Read more: Iran May Fund Car Imports With Cryptocurrency Mining

According to Alavi, the following month, the government stormed his farms and seized over 6,000 machines. The incident cost him over $5 million and he is working with a non-governmental blockchain association to negotiate the return of his rigs even though their value has since depreciated, Alavi said. 

Now, Vira Miner has one of the 1,000 or more permits issued by the government to set up a farm. Local news reported around 14 farms have set up shop with these licenses. However, Alavi said miners need a second license to actually start operations. He is still waiting for one. 

Now that mining is legal, Alavi said he has to pay a tariff of over 20% on future imported mining equipment. Mining operations are fined for using subsidized electricity and equipment suspected of being smuggled into the country. According to Alavi, the ministry of energy is selling gas to bitcoin miners at 500 times the price it’s sold at to regular power plants. He also said that electricity rates are now higher for miners, costing up to $0.09 per kilowatt-hour. Earlier this year, the government gave miners a month to register in an effort to mitigate equipment smuggling and illegal mining.

In April 2020, the government licensed a Turkey-based company called iMiner to launch a bitcoin mining operation in Iran. The firm allegedly sank $7.3 million into setting up its mining facility in the country.
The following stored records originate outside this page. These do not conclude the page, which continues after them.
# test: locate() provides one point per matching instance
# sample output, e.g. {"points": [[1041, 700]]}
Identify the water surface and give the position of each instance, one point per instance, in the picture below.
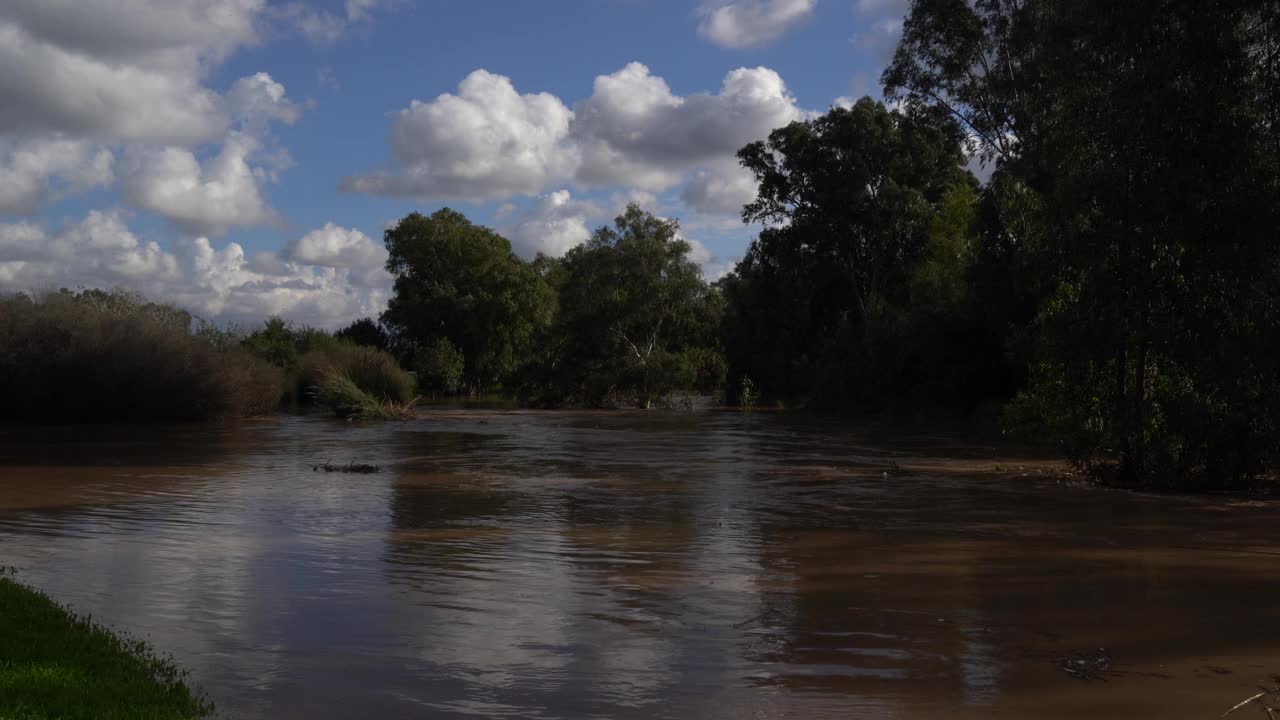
{"points": [[641, 565]]}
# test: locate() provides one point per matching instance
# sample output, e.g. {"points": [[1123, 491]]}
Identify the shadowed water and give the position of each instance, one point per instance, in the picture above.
{"points": [[641, 565]]}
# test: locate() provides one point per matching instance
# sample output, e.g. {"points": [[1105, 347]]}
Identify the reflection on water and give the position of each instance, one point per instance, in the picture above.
{"points": [[639, 565]]}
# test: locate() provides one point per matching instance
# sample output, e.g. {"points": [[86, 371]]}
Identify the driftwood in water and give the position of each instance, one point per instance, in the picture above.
{"points": [[348, 468], [1267, 697]]}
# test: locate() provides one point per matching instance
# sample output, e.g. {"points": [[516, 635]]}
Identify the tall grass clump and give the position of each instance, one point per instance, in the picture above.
{"points": [[357, 383], [371, 370], [347, 400], [113, 356]]}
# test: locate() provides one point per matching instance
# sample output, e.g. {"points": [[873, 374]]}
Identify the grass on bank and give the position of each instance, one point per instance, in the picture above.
{"points": [[338, 392], [55, 665]]}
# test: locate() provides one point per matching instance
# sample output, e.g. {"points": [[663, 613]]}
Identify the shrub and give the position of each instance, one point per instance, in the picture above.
{"points": [[440, 367], [347, 400], [96, 356], [371, 370]]}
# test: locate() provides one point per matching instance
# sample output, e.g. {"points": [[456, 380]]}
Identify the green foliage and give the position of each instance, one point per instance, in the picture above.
{"points": [[277, 342], [439, 367], [636, 320], [366, 332], [1138, 160], [97, 356], [341, 393], [460, 281], [58, 666], [863, 295]]}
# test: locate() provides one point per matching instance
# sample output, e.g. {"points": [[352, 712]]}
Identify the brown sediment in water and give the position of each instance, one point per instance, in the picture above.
{"points": [[645, 565]]}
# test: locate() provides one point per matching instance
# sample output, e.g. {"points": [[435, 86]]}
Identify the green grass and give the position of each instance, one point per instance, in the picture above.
{"points": [[344, 397], [55, 665]]}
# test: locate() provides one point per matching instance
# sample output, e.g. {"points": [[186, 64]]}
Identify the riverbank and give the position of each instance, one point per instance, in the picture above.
{"points": [[58, 665]]}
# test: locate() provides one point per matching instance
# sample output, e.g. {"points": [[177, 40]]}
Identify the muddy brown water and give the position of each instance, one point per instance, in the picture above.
{"points": [[643, 565]]}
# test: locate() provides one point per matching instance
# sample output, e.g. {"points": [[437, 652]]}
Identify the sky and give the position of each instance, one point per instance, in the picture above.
{"points": [[242, 158]]}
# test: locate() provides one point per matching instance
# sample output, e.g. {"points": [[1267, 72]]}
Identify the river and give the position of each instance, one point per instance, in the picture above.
{"points": [[643, 565]]}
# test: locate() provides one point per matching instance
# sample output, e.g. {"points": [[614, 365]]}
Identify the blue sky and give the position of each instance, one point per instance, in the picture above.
{"points": [[242, 156]]}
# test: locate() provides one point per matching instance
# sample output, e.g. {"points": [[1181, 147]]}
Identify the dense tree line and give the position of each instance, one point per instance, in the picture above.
{"points": [[624, 319], [1112, 285]]}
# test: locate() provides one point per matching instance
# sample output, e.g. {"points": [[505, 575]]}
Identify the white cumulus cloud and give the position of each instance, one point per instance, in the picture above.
{"points": [[219, 283], [37, 172], [113, 71], [201, 197], [488, 141], [635, 131], [492, 142], [721, 188], [553, 226], [752, 23]]}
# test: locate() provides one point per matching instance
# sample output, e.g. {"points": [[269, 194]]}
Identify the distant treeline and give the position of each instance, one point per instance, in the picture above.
{"points": [[1114, 287]]}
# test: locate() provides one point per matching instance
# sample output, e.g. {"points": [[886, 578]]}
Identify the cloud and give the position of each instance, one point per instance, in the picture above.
{"points": [[118, 71], [635, 131], [201, 197], [333, 246], [722, 188], [256, 100], [97, 251], [490, 142], [485, 142], [553, 226], [360, 9], [220, 192], [885, 26], [37, 172], [752, 23], [213, 282]]}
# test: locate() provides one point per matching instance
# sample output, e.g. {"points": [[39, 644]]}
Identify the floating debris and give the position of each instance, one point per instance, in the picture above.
{"points": [[348, 468], [1086, 664]]}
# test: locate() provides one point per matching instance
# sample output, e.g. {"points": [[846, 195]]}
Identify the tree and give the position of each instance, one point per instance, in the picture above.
{"points": [[458, 281], [1139, 140], [635, 315], [366, 332], [851, 203], [440, 367]]}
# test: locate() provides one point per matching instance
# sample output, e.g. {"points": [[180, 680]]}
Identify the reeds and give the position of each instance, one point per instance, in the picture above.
{"points": [[99, 356]]}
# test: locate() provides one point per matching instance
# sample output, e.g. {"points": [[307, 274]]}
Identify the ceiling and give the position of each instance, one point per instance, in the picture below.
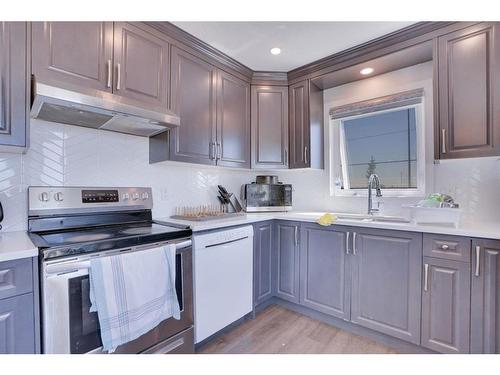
{"points": [[300, 42]]}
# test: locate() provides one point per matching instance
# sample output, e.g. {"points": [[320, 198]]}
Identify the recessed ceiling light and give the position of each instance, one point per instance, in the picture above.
{"points": [[275, 51], [366, 71]]}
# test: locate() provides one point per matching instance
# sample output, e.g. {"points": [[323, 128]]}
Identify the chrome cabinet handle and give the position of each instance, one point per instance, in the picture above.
{"points": [[478, 255], [354, 243], [219, 151], [348, 234], [211, 151], [118, 76], [426, 276], [108, 80], [443, 141]]}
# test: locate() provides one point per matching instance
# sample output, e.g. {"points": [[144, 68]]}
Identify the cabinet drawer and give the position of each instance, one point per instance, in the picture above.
{"points": [[16, 277], [447, 247]]}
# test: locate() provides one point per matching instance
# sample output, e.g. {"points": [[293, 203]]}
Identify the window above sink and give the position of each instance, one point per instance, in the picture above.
{"points": [[384, 136]]}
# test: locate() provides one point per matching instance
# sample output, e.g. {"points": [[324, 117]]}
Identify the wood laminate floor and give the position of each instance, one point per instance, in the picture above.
{"points": [[278, 330]]}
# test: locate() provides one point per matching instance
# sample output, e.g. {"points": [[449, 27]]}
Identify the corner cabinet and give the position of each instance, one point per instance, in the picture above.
{"points": [[14, 86], [263, 261], [287, 260], [468, 92], [386, 276], [269, 119], [324, 270], [306, 125], [485, 300]]}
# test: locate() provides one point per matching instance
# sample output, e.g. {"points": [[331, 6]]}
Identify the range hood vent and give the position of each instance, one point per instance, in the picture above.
{"points": [[102, 111]]}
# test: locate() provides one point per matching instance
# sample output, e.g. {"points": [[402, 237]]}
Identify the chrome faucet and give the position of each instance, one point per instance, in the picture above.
{"points": [[373, 179]]}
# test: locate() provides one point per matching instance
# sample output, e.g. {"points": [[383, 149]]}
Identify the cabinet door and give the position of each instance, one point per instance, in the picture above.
{"points": [[485, 297], [287, 260], [193, 98], [17, 329], [74, 55], [233, 121], [386, 275], [141, 62], [469, 92], [324, 270], [263, 246], [299, 125], [446, 305], [13, 83], [269, 120]]}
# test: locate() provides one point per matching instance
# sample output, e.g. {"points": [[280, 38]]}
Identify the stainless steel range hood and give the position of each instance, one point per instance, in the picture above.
{"points": [[102, 111]]}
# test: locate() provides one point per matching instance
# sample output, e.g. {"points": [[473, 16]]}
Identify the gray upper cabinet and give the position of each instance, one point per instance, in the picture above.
{"points": [[299, 125], [446, 305], [324, 270], [485, 300], [287, 260], [193, 97], [141, 65], [74, 55], [233, 121], [14, 92], [468, 98], [263, 261], [386, 276], [269, 119]]}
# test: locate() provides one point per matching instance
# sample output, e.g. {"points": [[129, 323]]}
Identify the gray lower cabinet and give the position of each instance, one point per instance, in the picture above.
{"points": [[75, 55], [446, 305], [269, 122], [19, 312], [386, 276], [14, 92], [263, 261], [324, 270], [193, 96], [287, 260], [485, 297], [17, 329], [233, 121]]}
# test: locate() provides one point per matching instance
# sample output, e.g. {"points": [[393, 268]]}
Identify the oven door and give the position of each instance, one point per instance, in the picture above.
{"points": [[69, 327]]}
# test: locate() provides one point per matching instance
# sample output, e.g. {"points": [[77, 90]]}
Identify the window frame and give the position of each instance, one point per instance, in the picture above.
{"points": [[338, 167]]}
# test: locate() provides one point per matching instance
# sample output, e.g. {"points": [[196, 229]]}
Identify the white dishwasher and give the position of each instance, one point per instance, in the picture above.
{"points": [[223, 278]]}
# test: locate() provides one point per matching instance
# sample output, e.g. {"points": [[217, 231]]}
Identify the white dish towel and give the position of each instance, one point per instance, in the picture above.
{"points": [[132, 293]]}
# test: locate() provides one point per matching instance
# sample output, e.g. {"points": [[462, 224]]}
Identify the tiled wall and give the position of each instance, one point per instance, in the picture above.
{"points": [[72, 156]]}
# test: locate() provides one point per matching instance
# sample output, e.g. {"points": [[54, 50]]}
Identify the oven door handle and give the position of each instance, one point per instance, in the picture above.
{"points": [[59, 268]]}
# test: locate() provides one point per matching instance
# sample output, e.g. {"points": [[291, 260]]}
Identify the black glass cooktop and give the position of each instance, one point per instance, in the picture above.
{"points": [[91, 239]]}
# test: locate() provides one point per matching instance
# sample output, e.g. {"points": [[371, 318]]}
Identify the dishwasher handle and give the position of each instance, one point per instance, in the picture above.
{"points": [[226, 242]]}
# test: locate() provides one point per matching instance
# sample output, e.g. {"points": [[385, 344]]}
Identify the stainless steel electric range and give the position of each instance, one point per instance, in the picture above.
{"points": [[70, 225]]}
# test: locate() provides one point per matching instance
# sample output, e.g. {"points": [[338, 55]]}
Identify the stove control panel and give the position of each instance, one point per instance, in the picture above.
{"points": [[99, 196], [61, 199]]}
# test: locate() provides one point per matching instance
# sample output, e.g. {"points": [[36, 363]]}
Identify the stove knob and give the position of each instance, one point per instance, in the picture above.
{"points": [[44, 197]]}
But a Telegram group with over 81,000 members is accusing the firm of running a Ponzi Scheme, paying initial investors with funds from new investors without actually mining anything. Prominent Iranian bitcoiners including Alavi and Babagol recently joined an advisory YouTube panel that openly accused the government-approved company of misleading investors.

“Between last year and now, [Iran] became a hell for miners,” Alavi said. 

Mining continues, however, with Iran having a 4% stake in global hashrate (the amount of computing power a country contributes to mining) and Iranian power plants selling excess power to mining operations.   

Meanwhile, veteran bitcoiners like Amini and Sadr are witnessing how crypto is actually changing lives. Adoption is small and slow, but it’s nonetheless increasing, Sadr said. According to Amini, people from the crypto community may come into the space to simply buy VPN or a book that they cannot buy otherwise. 

“But then, you can see some concerned mother who just wants to send some money to her child studying abroad,” Amini said, adding:

“You know, bitcoin is just more usable and more people are coming to this space not because of the technology, but because they don’t have any other option. We could consider this a beautiful thing.”